Thursday, January 29, 2009

Poor Pete Best

Poor, poor, Pete Best. He was a Beatle, until that Ringo guy took over. I can picture Best having a fevered dream of his Beatle tenure many nights, then waking up and, in the fashion of famous celluloid screams "Stella!" and "Khan!!!", sitting up in a cold sweat and saying, "Ringo!!!!"

Hey, I feel for the guy. I had my own Pete Best moment, when a couple of guys who I was in a band with formed another band after we'd broken up. A friend called me about a year later, and told me that they were signed to a label. They're a great group of guys, and don't begrudge them any of the success they had, but I was a little disappointed. After all, that's what I wanted to do since I was a little kid. So, I'm feelin' ya, Pete.

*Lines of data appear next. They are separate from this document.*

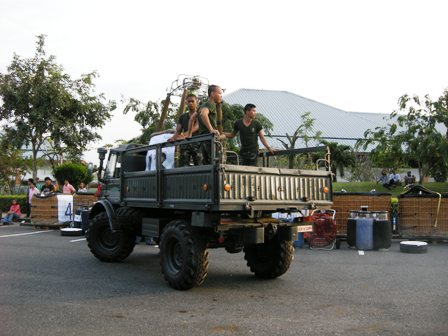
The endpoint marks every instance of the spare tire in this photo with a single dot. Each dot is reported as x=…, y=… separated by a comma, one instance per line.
x=71, y=232
x=413, y=247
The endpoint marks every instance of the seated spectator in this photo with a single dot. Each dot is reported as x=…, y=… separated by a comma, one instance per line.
x=68, y=188
x=409, y=179
x=48, y=186
x=394, y=179
x=383, y=178
x=82, y=187
x=13, y=213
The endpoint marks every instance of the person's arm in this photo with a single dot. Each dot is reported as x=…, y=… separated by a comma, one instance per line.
x=264, y=142
x=204, y=117
x=176, y=134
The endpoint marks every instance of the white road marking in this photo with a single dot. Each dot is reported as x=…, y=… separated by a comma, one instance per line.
x=24, y=234
x=75, y=240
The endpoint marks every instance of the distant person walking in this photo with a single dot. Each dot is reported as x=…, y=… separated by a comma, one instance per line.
x=67, y=188
x=32, y=190
x=48, y=186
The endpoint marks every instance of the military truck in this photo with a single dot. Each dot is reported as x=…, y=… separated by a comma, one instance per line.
x=188, y=210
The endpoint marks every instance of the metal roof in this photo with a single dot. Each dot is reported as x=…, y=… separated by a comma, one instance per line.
x=284, y=109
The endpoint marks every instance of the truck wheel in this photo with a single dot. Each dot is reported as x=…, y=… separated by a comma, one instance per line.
x=183, y=256
x=107, y=245
x=270, y=259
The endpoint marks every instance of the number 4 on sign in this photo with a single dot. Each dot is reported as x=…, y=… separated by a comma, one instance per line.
x=68, y=211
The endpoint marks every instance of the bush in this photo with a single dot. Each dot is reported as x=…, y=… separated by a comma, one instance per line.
x=6, y=200
x=73, y=172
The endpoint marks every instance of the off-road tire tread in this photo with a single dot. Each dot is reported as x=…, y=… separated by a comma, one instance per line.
x=280, y=258
x=195, y=267
x=127, y=241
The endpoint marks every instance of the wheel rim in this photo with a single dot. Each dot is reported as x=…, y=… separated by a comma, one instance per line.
x=109, y=239
x=175, y=258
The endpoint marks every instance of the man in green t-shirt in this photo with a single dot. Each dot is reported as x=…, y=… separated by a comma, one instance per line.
x=250, y=130
x=191, y=151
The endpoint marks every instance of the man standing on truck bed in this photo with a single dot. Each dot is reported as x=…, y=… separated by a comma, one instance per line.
x=207, y=119
x=191, y=151
x=249, y=129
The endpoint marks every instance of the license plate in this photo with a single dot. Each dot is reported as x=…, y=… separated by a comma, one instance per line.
x=305, y=228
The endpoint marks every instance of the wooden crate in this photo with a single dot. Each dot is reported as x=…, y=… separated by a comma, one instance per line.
x=417, y=216
x=44, y=210
x=344, y=202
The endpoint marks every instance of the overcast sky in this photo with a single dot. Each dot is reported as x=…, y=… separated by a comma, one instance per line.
x=354, y=55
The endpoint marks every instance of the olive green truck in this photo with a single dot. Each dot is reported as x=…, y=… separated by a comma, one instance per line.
x=187, y=210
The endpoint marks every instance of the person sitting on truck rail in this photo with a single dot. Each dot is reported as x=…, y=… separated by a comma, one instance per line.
x=207, y=116
x=250, y=130
x=191, y=151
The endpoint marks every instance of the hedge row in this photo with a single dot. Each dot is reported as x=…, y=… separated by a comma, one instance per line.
x=6, y=201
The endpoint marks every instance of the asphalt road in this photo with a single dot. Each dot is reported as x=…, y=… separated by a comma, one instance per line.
x=52, y=285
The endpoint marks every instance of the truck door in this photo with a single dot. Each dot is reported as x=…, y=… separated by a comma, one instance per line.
x=112, y=178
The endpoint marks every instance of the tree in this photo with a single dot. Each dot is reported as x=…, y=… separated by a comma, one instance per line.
x=342, y=157
x=412, y=136
x=305, y=132
x=75, y=173
x=148, y=116
x=12, y=164
x=42, y=104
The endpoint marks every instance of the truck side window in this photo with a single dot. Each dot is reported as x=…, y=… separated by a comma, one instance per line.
x=110, y=168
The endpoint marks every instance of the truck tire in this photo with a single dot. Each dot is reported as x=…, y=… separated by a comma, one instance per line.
x=183, y=256
x=270, y=259
x=107, y=245
x=129, y=218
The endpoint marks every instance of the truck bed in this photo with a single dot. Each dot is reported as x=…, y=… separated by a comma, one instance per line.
x=201, y=188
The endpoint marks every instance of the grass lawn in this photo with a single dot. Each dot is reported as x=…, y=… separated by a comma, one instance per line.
x=441, y=187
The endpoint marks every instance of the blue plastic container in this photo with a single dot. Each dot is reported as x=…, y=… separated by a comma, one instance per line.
x=364, y=233
x=299, y=243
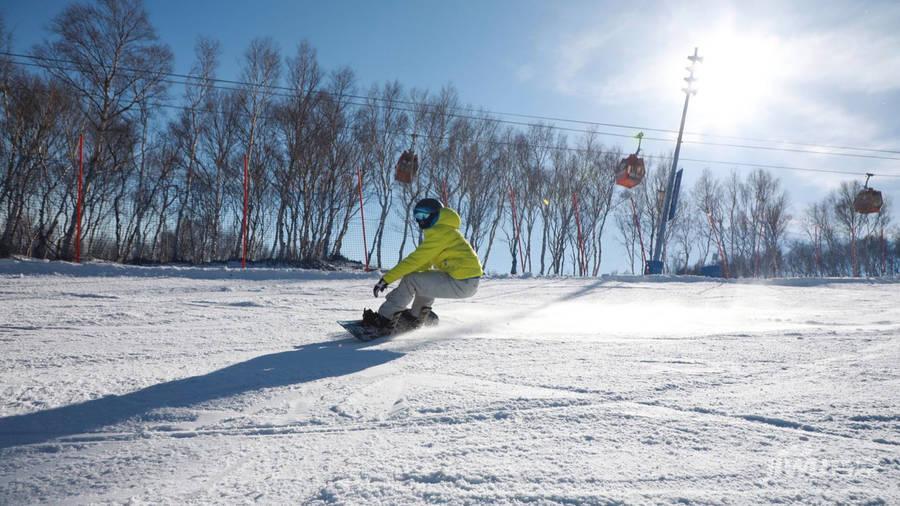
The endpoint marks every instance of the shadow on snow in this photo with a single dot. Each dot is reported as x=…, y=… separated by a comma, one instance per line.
x=306, y=363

Dig this: people were mad when Pete was ousted. They made signs and hoisted them in protest. When I'd heard this story for the first time, I felt bad for the guy, to be sure, who eventually worked as a civil servant after his being replaced. Then, after years of thinking that Pete was somehow wronged, I, along with other Beatles' fans, got to hear Pete's playing on the few recordings he'd made with the Beatles when they were released. I suddenly understood. Although a solid drummer, he had none of the versatility that Ringo had, nor the power. The first version of "Love Me Do" tells the whole story: problems with transitions and tempo forced the hand of producer George Martin to hire a studio drummer, prompting the Beatles (at the same time) to make the switch. Their next studio date (where both Ringo and the studio drummer were in attendance) was awkward, with Ringo relegated to a tambourine, Martin still unsure of the new drummer.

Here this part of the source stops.